Why it works: Heat kills probiotic bacteria, so add sauerkraut off heat to retain benefits. Bone broth soothes and seals the gut lining.
5. Eastern European Sauerkraut Potato Soup

Comfort food that delivers on nostalgia and nutrition.
Ingredients:
- 1 cup homemade sauerkraut (rinsed and drained slightly)
- 2 medium potatoes, diced
- 1 small onion, chopped
- 2 cloves garlic, minced
- 3 cups vegetable broth
- 1 tbsp olive oil
- 1 tsp smoked paprika
- 1/2 tsp dried thyme
- Fresh dill (for garnish)
Instructions:
- Sauté onion and garlic in olive oil.
- Add potatoes, paprika, and thyme.
- Pour in broth. Simmer 15–20 minutes.
- Add sauerkraut. Simmer 5 more minutes.
- Garnish with fresh dill.
Why it works: Potatoes feed your gut with resistant starch, especially when cooled and reheated. Paprika and thyme bring antioxidants that support cellular repair.
6. Spicy Sauerkraut & Lentil Soup

Plant-based protein and probiotics in one bowl.
Ingredients:
- 1 cup homemade sauerkraut
- 1/2 cup green or brown lentils (rinsed)
- 1 carrot, diced
- 1 celery stalk, chopped
- 1/2 onion, chopped
- 2 cloves garlic
- 4 cups water or broth
- 1 tsp cumin
- 1/2 tsp turmeric
- Pinch chili flakes
Instructions:
- Sauté onion, garlic, carrot, and celery in olive oil.
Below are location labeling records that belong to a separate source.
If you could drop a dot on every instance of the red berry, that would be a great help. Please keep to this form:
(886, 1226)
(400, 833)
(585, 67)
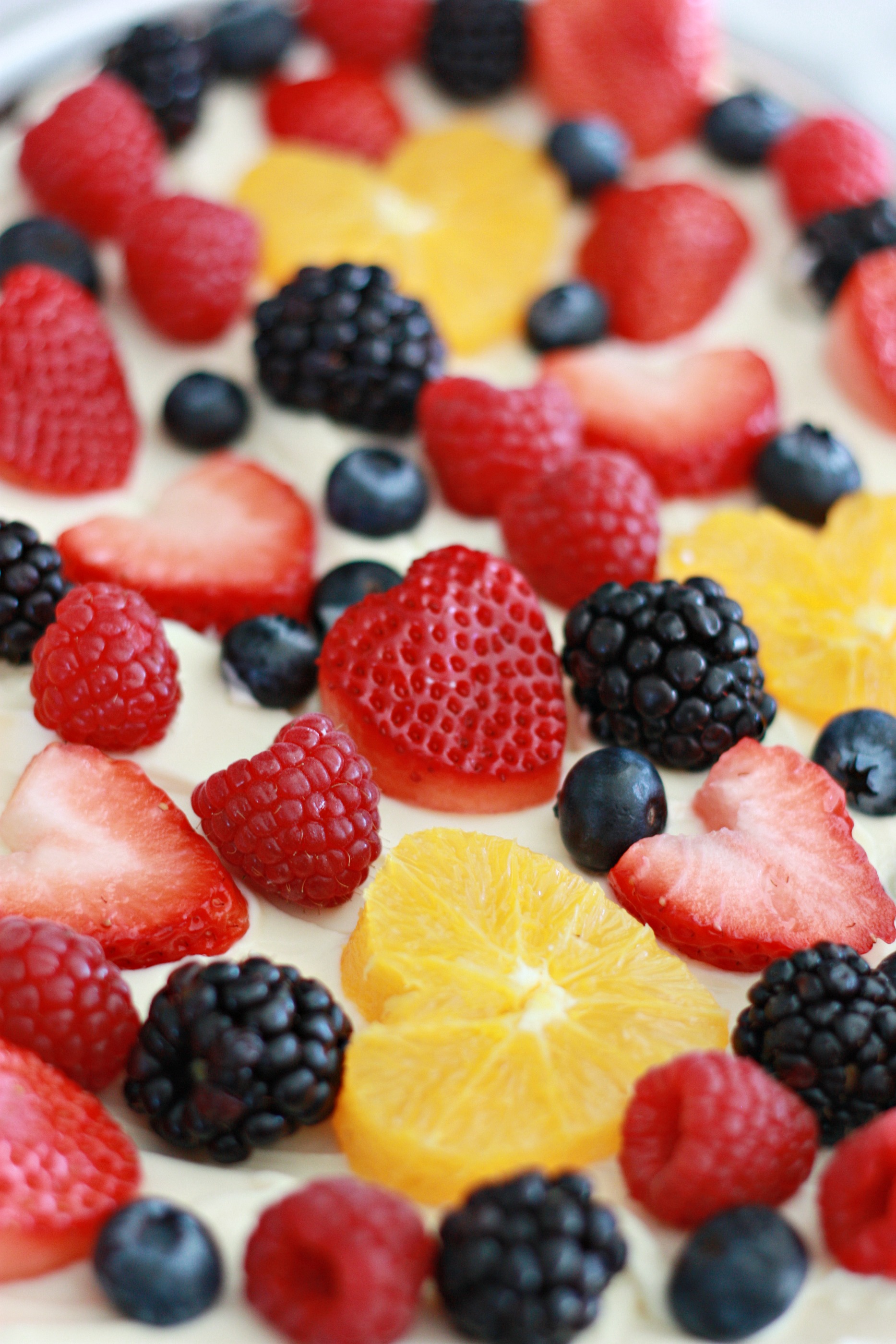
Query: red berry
(592, 521)
(300, 820)
(62, 999)
(664, 256)
(104, 671)
(95, 158)
(189, 265)
(66, 421)
(831, 163)
(707, 1132)
(339, 1262)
- Add lentils, spices, and broth.
- Simmer 25 minutes until lentils soften.
- Stir in sauerkraut and let sit for 5 minutes before serving.
Why it works: Lentils feed your gut flora. Cumin and turmeric reduce gas and soothe inflammation.
Fermented food isn’t a fad. It’s how your ancestors nourished their gut and preserved their vitality—without needing supplements or detoxes.
The right homemade sauerkraut recipes do more than add crunch. They rebuild your microbiome, reduce bloat, improve nutrient absorption, and elevate your mood.
Make your jar. Add it to salads. Stir it gently into soups. Pair it with plants and protein. And let it shift the way your body feels—from the gut out.
Because healing starts in your gut—and sauerkraut knows exactly where to begin.